心ここにあらずで生きているので、「ミス」をしがちだ。電車をのりすごしたり、さっきまで覚えていた30分後の打合せを急にど忘れしたり、映画館に来たのに前売りチケットを忘れたりなど、日常茶飯事。ああまたミスしてしまった、と、いつも私は情けない。

今日も情けなかった。

プロレスを観に、電車にのっていた。携帯の充電は、昨晩のうちにプラグにさすなんてこと、もちろんしなかったので、あと30%しかない。でも、今見ている韓国ドラマ「ロマンスは別冊付録」で頭がいっぱいだから、充電もないのに、それを見ていた。


それで、京急蒲田駅についた。PASMOのチャージ残高がどれくらい残っているかなんてのも、もちろん把握していません。いちかばちかでタッチしたところ、やはり、残高不足。チャージしようとしてリュックをあけると。財布がない。そうだ、今朝コンビニへいったときに別のバッグに入れ、そのままだ。

ここで途方にくれてしまった。チャージが出来なければ、改札の外に出られない。駅員さんにお金が借りられないか聞いたところ、それはできないという。試合が始まってしまう。ひとまず後で返すので、ということで、外に出させてもらった。

京急蒲田駅から大田区総合体育館までは少し距離がある。その道すがら、私は情けなかった。

到着すると、試合はもう始まっていた。暗闇に目が慣れず、自分の席を見つけるために、人々の視界を遮ってしまった。本当にどうしようもない迷惑人間である。

ようやく座ると、上谷沙弥選手が美しかった。泣いてしまった。さっき改札から出られなかったとき、大人だから泣かなかったけれど、本当は泣きたかった。大泣きしたかった。情けないし、何より心細かった。だから、舞うように技を繰り出し、倒されても食い下がっていく上谷選手を見たら、堰を切ったように涙が溢れてしまった。
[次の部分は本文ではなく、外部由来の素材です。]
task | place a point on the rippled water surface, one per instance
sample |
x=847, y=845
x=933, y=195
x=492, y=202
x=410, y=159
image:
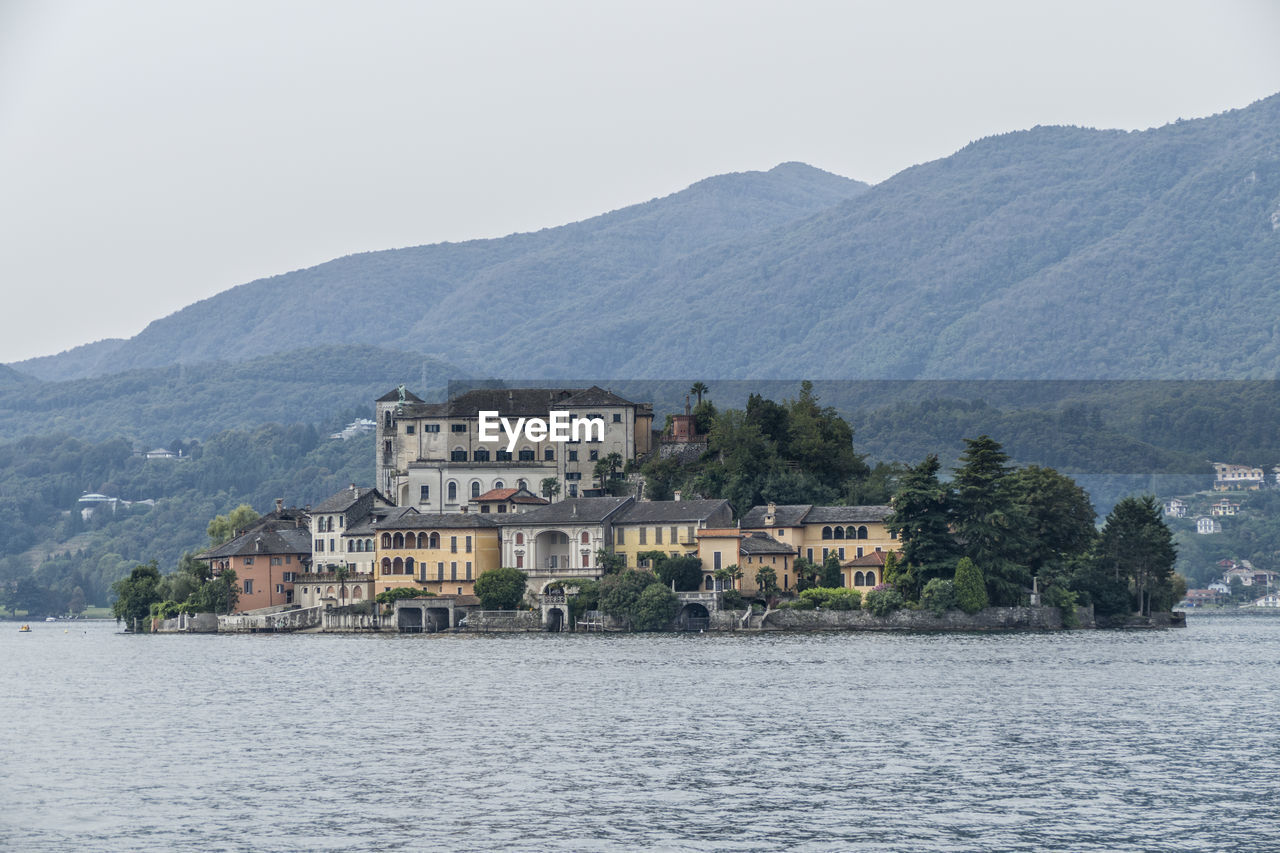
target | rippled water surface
x=1088, y=740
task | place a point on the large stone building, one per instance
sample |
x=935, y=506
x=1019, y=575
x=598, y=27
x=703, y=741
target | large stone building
x=432, y=455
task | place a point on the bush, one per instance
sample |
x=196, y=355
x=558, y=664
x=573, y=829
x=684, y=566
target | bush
x=882, y=601
x=938, y=596
x=970, y=588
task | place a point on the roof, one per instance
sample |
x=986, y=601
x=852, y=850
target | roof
x=787, y=515
x=662, y=511
x=343, y=500
x=393, y=396
x=513, y=402
x=762, y=543
x=416, y=520
x=571, y=511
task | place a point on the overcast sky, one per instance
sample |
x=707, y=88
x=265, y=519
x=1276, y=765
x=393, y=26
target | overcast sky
x=154, y=153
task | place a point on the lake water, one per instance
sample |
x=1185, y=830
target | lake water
x=1089, y=740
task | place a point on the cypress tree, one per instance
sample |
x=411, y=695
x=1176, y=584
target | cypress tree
x=970, y=589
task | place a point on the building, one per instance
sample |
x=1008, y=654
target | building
x=432, y=455
x=749, y=551
x=266, y=557
x=1224, y=507
x=670, y=527
x=560, y=541
x=1228, y=478
x=338, y=536
x=848, y=532
x=440, y=552
x=507, y=500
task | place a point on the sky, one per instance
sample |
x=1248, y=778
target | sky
x=156, y=153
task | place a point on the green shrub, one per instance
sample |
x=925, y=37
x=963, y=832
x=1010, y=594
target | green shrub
x=882, y=601
x=938, y=596
x=970, y=588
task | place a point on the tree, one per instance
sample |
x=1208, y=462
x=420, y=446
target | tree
x=686, y=573
x=654, y=609
x=501, y=588
x=1137, y=544
x=136, y=593
x=223, y=528
x=767, y=580
x=831, y=574
x=923, y=527
x=988, y=521
x=970, y=591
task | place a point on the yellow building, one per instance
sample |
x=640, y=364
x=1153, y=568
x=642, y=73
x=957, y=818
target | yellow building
x=670, y=527
x=440, y=552
x=849, y=532
x=725, y=547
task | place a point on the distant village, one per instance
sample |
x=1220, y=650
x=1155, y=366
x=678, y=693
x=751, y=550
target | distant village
x=446, y=506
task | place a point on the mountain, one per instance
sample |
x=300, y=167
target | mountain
x=1052, y=252
x=469, y=301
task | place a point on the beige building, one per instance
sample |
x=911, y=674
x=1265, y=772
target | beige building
x=432, y=455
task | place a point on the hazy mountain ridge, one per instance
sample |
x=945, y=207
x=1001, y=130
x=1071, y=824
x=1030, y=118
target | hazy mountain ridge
x=1055, y=251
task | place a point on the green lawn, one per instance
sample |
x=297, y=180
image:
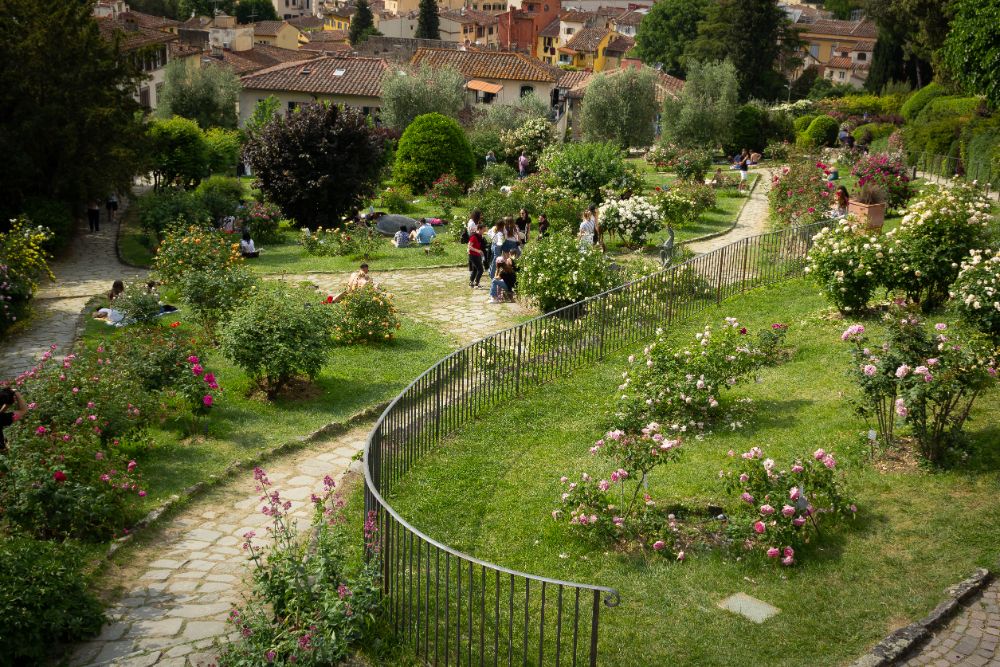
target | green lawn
x=917, y=532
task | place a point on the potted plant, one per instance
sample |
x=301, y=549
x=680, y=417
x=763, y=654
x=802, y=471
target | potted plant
x=869, y=207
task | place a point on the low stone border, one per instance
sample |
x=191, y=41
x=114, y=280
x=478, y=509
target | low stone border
x=897, y=645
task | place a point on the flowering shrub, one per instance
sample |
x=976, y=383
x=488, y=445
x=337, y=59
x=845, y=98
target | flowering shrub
x=633, y=219
x=937, y=233
x=780, y=510
x=366, y=314
x=888, y=172
x=684, y=387
x=554, y=272
x=977, y=291
x=263, y=219
x=306, y=607
x=618, y=509
x=928, y=379
x=847, y=263
x=276, y=334
x=800, y=194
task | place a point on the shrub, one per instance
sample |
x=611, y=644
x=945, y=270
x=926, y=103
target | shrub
x=632, y=219
x=278, y=333
x=263, y=219
x=683, y=387
x=780, y=508
x=584, y=168
x=822, y=131
x=935, y=235
x=847, y=264
x=44, y=599
x=366, y=314
x=977, y=291
x=929, y=379
x=433, y=145
x=555, y=272
x=220, y=196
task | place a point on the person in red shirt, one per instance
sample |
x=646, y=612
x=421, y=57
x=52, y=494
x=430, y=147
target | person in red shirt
x=476, y=245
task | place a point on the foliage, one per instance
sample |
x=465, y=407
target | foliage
x=276, y=334
x=206, y=95
x=703, y=115
x=665, y=32
x=971, y=51
x=179, y=152
x=683, y=387
x=44, y=599
x=633, y=219
x=555, y=272
x=308, y=608
x=621, y=108
x=318, y=163
x=263, y=219
x=71, y=129
x=366, y=314
x=432, y=145
x=801, y=193
x=413, y=92
x=976, y=291
x=584, y=168
x=809, y=491
x=847, y=263
x=930, y=379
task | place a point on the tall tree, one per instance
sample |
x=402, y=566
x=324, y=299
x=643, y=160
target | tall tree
x=666, y=31
x=318, y=163
x=427, y=21
x=362, y=23
x=68, y=122
x=251, y=11
x=756, y=36
x=207, y=95
x=621, y=108
x=971, y=53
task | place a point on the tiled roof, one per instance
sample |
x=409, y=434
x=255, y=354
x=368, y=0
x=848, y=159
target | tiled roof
x=586, y=40
x=328, y=75
x=132, y=39
x=620, y=44
x=858, y=29
x=487, y=64
x=261, y=56
x=268, y=27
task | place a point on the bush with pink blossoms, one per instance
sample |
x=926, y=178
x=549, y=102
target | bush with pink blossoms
x=684, y=387
x=780, y=508
x=926, y=377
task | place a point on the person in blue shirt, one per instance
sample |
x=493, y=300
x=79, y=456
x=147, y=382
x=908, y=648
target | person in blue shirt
x=425, y=233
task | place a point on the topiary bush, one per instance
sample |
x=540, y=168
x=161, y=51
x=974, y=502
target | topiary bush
x=432, y=145
x=44, y=599
x=278, y=333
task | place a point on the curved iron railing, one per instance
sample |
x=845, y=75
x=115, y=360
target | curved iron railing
x=452, y=607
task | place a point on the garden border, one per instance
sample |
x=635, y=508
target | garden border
x=473, y=379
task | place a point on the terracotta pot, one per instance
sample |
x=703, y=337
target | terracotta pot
x=872, y=215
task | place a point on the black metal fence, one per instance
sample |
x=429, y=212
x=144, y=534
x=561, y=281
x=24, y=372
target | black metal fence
x=454, y=608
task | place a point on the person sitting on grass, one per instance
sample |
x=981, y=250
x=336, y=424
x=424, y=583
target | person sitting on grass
x=425, y=233
x=402, y=237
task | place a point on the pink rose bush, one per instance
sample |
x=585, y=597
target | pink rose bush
x=684, y=387
x=780, y=510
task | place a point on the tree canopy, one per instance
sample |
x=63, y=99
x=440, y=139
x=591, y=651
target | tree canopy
x=318, y=163
x=621, y=108
x=68, y=120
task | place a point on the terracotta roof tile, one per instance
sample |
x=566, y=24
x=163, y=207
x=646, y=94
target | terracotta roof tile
x=328, y=75
x=506, y=65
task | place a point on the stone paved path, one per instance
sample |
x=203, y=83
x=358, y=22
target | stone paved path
x=971, y=639
x=89, y=269
x=752, y=220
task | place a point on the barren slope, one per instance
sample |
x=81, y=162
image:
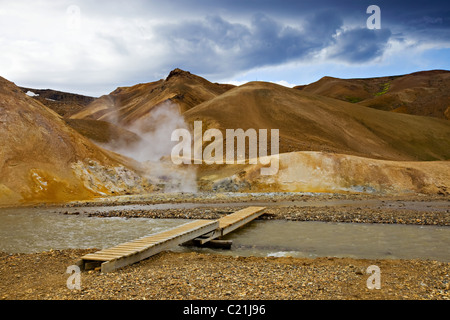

その後の試合も、ことあるごとに、選手の皆さんが強くて美しくて、自分が情けなくて、泣き続けてしまった。

刀羅ナツコ選手は、自分の役割みたいなものを受け入れていて、美しい。

林下選手がこんなに感情むき出しというか、丸出しというかが見られて、嬉しい。

朱里選手の叫び声が、力強くこだましている。

どの瞬間にも、涙がこみあげた。


プロレスは、自分が情けなければ情けないほどに、泣いてしまう。

いつも心ここにあらずで、人生がままならなくて、でも生きづらさを主張するほどには生きづらくなく、ちょっと恵まれていて、でも情けなくて。泣いてる場合じゃないぞと生きている。

そういう私にとって、プロレスは、女子プロレスは、美しい。カッコいい。かわいい。憧れる。強い。偉い。すごい。好き。

すべての試合が終わり、とぼとぼと京急蒲田駅へ向かった。帰りの電車賃も、もちろんなかった。でも、クレジットカードはあるので、タリーズで高いラテを飲んだ。そのうち、父が迎えにきてくれた。

私を見つけると手をふってくれた。走って駆け寄ると、満面の笑みで私の頭をぽんぽんとたたく父。すごく久々に会った。思わず泣きそうになったけど、泣かなかった。